Aujourd'hui, je veux vous parler
d'un problème social pressant.
Non, ce ne sont pas les armes nucléaires,
ce n'est pas l'immigration
et ce n'est pas la malaria.
Je suis ici pour parler des films.
Tout à fait sérieusement,
les fiilms sont très importants.
Avec un film, nous pouvons
être follement divertis
et nous pouvons être transportés
grâce à la narration.
La narration est très importante.
Les histoires nous disent
ce que la société estime,
elles nous offrent des leçons,
elles partagent
et préservent notre histoire.
Les histoires sont formidables.
Mais les histoires n'offrent pas
à tout le monde
la même opportunité
d'y faire une apparition,
surtout pas les histoires
compartimentées sous la forme
de films américains.
Dans les films, curieusement,
les femmes sont encore
effacées et marginalisées
de beaucoup de nos histoires.
J'ai appris cela il y a 10 ans
pour la première fois,
lors de ma première étude
des rôles sexospécifiques
dans les films tout public.
Depuis, j'ai conduit plus de 30 études.
Mon équipe est fatiguée.
J'ai dédiée ma vie,
en tant que chercheuse et activiste,
à combattre la crise de l'inclusion
à Hollywood.
Aujourd'hui, j'aimerais
vous parler de cette crise,
de l'inégalité des sexes dans les films,
de comment elle est perpétuée
et puis je vais vous dire
comment nous allons y remédier.
Cependant, j'ai une mise en garde
avant de commencer :
mes données sont vraiment déprimantes.
J'aimerais m'excuser d'avance
car je vais tous vous mettre
de très mauvaise humeur.
Mais, à la fin,
je vais améliorer votre humeur
et présenter un aspect positif
afin de remédier à cette situation
dans laquelle nous sommes
depuis très, très longtemps.
Commençons par la gravité de la situation.

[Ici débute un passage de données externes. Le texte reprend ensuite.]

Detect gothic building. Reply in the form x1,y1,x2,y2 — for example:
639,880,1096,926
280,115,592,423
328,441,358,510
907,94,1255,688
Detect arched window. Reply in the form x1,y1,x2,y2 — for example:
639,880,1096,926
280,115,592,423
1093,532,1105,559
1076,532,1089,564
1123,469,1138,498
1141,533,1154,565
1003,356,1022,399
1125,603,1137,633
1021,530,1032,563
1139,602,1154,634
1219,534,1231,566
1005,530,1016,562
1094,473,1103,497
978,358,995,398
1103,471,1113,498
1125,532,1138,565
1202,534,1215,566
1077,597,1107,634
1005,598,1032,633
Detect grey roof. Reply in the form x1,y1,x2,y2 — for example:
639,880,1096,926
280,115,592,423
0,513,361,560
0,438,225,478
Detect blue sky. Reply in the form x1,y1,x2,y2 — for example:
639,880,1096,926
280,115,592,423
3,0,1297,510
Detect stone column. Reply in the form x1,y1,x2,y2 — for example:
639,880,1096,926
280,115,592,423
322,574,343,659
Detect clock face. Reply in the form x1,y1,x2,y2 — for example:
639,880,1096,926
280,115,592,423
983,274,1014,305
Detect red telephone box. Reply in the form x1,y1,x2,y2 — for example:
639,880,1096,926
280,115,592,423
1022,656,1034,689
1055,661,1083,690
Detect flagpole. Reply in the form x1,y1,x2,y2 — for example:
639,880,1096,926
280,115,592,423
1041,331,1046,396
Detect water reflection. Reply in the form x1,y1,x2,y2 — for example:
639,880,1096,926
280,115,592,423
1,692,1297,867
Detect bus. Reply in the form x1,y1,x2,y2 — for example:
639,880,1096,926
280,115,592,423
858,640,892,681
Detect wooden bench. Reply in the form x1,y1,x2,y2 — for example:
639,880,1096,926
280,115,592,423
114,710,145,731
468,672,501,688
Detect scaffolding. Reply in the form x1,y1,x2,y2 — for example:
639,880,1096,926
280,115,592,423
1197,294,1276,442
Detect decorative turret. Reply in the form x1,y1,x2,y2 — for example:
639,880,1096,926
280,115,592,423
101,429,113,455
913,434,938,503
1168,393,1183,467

Tous les ans, mon équipe de recherche
examine les 100 plus gros succès
du box-office aux États-Unis.
Nous considérons toute personne qui parle
ou est nommée à l'écran.
Pour compter dans une de mes études,
le personnage n'a qu'à dire un mot.
La barre est basse.
(Rires)
Jusqu'ici, j'ai regardé 800 films
entre 2007 et 2015,
cataloguant tout personnage
qui parle à l'écran
selon son genre, sa race, son ethnie,
s'il est LGBT ou a un handicap.
Jetons un œil à des tendances
très problématiques.
Tout d'abord, les femmes sont encore
sensiblement absentes à l'écran.
Dans 800 films et parmi
35 205 personnages qui parlent,
moins d'un tiers des rôles
sont des filles ou des femmes.
Moins d'un tiers !
Il n'y a eu aucun changement
entre 2007 et 2015
et en comparant nos résultats
à un petit échantillonnage de films
entre 1946 et 1955,
il n'y a eu aucun changement
en plus d'un demi siècle.
Plus d'un demi siècle !
Mais nous représentons
la moitié de la population.
Si nous regardons
l’intersectionnalité dans ces données,
ce à quoi on s'intéresse aujourd'hui,
cela dépeint une image
encore plus problématique.
Parmi les films du top 100
de l'année dernière,
dans 48 films il n'y a aucun personnage
noir ou afro-américain qui parle,
aucun.
70 films étaient dépourvus de personnage
asiatique ou asio-américain qui parle
et féminin.
Aucun.
Dans 84 films il n'y avait aucun
personnage féminin avec un handicap.
Et 93 étaient dépourvus de personnage
féminin lesbien, bisexuel ou transgenre.
Ce n'est pas de la sous-représentation,
c'est de la suppression
et c'est une épidémie d'invisibilité.
Si au-delà des profils représentés,
on regarde les protagonistes,
l'histoire est toujours problématique.
Sur 100 films l'année dernière,
dans seulement 32 il y avait
un personnage principal féminin
dirigeant ou codirigeant l'action.
Dans seulement 3 films sur 100
il y avait une femme
sous-représentée menant l'histoire
et une seule femme d'une autre origine
qui avait au moins 45 ans
à la sortie du film au cinéma.
Considérons la représentation.
En plus des chiffres que vous avez vus,
les femmes ont beaucoup plus de chances
d'être sexualisées dans les films
que leurs homologues masculins.
En fait, elles ont
trois fois plus de chances
d'être montrées
dans une tenue révélatrice,
en partie nues,
et ont bien plus de chances d'être minces.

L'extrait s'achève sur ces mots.